Steven Wright Steve Wright is a health engineer and author. In 2009, he reached a breaking point when IBS took over his life and the doctors didn't know how to help. Since then, he has transformed his health and started to help others naturally heal stomach problems. You can check out his story here and find him on Google+, Facebook or Twitter.

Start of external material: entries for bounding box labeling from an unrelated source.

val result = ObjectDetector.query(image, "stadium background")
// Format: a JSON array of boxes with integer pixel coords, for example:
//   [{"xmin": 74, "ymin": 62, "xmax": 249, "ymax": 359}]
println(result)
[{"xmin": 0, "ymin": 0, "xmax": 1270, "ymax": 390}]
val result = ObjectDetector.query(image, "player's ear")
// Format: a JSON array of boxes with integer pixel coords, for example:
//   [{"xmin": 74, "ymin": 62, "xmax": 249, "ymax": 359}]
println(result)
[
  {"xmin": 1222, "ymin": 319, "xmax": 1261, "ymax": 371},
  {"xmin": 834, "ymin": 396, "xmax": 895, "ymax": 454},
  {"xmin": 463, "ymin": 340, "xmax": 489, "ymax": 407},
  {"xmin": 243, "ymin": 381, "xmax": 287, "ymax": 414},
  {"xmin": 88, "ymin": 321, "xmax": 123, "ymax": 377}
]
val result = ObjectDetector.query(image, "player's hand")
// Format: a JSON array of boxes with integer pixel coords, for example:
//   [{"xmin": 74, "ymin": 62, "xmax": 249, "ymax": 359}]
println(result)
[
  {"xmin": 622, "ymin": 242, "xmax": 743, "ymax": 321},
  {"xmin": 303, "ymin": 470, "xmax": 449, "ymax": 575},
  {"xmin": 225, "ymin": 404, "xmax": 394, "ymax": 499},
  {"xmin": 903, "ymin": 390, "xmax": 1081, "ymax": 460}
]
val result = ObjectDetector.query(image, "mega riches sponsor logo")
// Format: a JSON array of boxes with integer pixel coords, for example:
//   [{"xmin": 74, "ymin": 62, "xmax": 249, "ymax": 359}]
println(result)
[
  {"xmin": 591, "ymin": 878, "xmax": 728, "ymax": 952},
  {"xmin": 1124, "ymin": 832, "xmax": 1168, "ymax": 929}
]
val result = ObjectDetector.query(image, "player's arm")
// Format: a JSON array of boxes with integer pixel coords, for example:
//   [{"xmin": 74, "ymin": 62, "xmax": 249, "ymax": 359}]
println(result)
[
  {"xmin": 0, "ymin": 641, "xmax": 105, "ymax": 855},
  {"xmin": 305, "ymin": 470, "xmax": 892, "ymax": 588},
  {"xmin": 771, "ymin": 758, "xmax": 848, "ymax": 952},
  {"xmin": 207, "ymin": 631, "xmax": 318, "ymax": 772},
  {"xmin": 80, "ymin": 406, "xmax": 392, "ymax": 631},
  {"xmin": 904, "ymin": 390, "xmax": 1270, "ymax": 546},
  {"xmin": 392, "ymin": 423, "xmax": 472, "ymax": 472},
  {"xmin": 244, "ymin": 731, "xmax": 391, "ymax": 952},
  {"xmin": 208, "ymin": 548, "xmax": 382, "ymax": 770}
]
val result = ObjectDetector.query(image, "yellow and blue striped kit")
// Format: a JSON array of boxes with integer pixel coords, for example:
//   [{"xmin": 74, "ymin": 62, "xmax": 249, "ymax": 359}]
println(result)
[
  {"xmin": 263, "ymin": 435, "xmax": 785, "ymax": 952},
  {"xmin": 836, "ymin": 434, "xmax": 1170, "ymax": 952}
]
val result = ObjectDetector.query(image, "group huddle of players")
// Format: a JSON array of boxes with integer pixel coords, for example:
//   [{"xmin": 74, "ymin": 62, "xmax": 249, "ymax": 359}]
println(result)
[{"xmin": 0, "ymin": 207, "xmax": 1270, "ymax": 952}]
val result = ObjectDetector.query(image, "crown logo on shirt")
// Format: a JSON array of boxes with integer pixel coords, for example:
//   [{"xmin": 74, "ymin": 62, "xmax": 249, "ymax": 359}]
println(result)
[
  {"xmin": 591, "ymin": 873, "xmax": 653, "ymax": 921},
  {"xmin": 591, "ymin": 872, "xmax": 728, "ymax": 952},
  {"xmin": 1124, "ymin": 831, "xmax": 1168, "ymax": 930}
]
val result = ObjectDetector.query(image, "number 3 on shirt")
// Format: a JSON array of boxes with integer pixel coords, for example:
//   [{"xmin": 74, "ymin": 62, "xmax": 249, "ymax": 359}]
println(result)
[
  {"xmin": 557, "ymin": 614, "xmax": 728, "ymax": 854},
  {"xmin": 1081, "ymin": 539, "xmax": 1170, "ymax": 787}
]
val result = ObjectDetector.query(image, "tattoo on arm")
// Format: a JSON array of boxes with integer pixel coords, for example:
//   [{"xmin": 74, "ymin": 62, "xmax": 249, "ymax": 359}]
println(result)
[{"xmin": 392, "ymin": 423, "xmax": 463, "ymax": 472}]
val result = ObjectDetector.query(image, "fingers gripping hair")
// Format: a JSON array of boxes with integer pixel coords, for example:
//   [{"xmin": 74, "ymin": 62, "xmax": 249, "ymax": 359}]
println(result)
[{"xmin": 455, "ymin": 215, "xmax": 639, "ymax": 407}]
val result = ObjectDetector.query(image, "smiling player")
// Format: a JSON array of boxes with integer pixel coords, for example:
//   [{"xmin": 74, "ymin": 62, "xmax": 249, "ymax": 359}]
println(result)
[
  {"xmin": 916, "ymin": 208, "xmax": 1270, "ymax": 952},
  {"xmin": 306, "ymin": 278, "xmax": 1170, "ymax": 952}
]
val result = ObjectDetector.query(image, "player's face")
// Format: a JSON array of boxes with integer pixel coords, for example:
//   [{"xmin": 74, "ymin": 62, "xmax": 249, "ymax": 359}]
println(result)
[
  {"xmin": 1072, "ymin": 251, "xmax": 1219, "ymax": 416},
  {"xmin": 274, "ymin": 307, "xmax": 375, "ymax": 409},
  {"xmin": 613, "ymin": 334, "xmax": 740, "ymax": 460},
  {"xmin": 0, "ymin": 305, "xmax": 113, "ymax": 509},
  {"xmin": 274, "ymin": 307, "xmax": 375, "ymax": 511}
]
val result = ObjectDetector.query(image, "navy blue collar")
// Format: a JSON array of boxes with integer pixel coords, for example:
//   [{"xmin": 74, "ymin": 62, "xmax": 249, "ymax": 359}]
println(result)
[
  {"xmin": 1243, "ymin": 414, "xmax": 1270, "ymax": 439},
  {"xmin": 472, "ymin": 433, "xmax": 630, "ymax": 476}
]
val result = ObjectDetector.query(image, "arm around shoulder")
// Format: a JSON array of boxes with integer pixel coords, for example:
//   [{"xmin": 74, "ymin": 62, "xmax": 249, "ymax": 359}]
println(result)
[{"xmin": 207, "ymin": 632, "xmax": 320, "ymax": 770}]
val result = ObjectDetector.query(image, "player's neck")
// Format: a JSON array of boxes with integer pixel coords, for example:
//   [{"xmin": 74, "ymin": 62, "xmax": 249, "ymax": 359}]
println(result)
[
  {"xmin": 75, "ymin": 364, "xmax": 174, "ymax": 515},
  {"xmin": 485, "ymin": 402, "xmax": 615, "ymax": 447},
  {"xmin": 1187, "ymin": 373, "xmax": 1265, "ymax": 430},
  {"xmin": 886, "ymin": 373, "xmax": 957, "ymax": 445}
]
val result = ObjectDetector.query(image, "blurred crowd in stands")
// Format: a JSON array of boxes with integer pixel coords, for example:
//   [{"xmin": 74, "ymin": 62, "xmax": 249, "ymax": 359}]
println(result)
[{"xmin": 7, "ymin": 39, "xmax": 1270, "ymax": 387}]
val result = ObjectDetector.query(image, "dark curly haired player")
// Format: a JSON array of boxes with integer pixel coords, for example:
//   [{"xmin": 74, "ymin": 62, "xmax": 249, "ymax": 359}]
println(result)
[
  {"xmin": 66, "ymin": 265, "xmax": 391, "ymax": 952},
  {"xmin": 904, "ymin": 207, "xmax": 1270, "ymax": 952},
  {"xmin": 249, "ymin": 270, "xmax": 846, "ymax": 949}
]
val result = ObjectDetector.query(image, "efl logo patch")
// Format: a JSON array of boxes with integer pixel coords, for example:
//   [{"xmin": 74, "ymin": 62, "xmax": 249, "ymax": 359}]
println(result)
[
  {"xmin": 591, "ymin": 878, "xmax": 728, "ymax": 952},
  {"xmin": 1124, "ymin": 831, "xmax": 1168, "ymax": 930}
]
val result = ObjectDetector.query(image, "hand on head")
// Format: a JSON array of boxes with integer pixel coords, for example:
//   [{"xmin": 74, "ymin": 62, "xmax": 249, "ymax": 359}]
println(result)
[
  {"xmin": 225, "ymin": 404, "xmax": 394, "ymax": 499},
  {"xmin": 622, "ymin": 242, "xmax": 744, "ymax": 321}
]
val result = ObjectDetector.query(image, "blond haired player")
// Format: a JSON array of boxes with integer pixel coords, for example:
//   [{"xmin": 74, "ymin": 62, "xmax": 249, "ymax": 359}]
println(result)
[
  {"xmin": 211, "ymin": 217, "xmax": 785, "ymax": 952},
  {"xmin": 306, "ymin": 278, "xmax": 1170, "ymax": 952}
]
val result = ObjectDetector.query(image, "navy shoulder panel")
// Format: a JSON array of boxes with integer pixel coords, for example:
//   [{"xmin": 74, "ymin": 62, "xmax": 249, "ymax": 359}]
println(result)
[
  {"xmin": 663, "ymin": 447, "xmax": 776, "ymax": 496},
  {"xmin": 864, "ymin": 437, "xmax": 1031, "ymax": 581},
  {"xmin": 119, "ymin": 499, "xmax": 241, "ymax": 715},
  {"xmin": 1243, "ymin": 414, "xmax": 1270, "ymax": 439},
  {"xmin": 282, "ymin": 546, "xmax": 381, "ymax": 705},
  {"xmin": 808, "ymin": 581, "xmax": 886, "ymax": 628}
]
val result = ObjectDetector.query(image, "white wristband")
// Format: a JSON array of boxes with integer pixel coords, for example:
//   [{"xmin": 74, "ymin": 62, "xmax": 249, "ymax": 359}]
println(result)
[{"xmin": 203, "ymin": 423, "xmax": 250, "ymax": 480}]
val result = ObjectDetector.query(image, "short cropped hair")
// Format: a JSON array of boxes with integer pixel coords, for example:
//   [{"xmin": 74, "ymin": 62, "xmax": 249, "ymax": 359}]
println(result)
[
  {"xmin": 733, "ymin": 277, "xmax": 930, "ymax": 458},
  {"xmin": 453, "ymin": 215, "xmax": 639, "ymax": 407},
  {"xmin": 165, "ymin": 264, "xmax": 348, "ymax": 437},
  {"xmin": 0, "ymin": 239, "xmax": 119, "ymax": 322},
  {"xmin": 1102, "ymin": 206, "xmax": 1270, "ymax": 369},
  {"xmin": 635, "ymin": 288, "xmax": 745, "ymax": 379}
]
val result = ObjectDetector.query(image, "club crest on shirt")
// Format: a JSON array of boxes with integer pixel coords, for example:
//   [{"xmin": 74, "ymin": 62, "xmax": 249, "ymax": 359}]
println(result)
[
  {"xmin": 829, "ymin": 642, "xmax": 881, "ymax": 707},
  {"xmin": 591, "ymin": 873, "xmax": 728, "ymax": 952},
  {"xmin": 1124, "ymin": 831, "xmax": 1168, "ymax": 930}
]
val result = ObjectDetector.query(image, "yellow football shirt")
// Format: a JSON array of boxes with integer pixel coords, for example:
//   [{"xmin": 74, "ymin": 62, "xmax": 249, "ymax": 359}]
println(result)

The Specific Carbohydrate Diet Works

{ 17 comments… read them below or add one }

Ann Hasnip April 18, 2013 at 5:08 am

I am a self diagnosed gluten intolerant female. I havent eaten gluten for 28 years and am healthy. My questionis. My mother recently died and she suffered from Alzheimers. i have often thought that she may have been gluten sensitive and I wonder if there is any research relating to Alzheimers linked with gluten sensitivity??Ann Hasnip


Tom O'Bryan April 22, 2013 at 2:36 am

Hi Ann

Very sorry to hear of the passing of your mother. I have had direct experience myself with family members dying from the slow degenerative progression of Alzheimer’s. In answer to your question, I went to and asked ‘are there any papers connecting Celiac Disease and Alzheimer;s. Here are 26 papers that came up.'s

We have an entire protocol for family members of Alzheimers patients that helps to identify risk and mechanisms to address the pathology of brain inflammation. You may want to have a conversation with me. If so, go to


Rebekah Hill April 18, 2013 at 12:43 pm

Fascinating! I’m curious to learn more about LPS. There are old Amish remedies that involve placing raw onions in certain places to cure and prevent infections. I wonder if they work because, being a less hostile environment than our human bodies with their formidable immune systems, the onions provide a preferable habitat for LPS and other unfriendlies; i.e. the raw onion is a germ magnet! Based on what Tom O’Bryan said, maybe one could also use peeled carrots and avoid the onion smell.


Tom Durst April 18, 2013 at 5:57 pm

Great panel. I took several pages of notes, and I will be looking into Cyrex testing.
When Dr Tom said to get off gluten, did he mean to get off all grains or just wheat?
Thanks guys.


Steven Wright April 19, 2013 at 10:21 am

All grains for the most part is what I understood. But he seems to be okay with oat consumption.


Caralyn @ glutenfreehappytummy April 18, 2013 at 8:12 pm

what an interesting article! thanks for sharing!


Christine April 19, 2013 at 4:16 am

Does wheatgrass contain gluten?


Tori April 21, 2013 at 11:23 pm

Yes it does. If you grow your own there is apparently a window of time when you need to cultivate it so it does not contain gluten. Dr. Tom speaks to this issue sometimes during interviews but I couldn’t tell you which one I heard it on. Maybe Underground Wellness.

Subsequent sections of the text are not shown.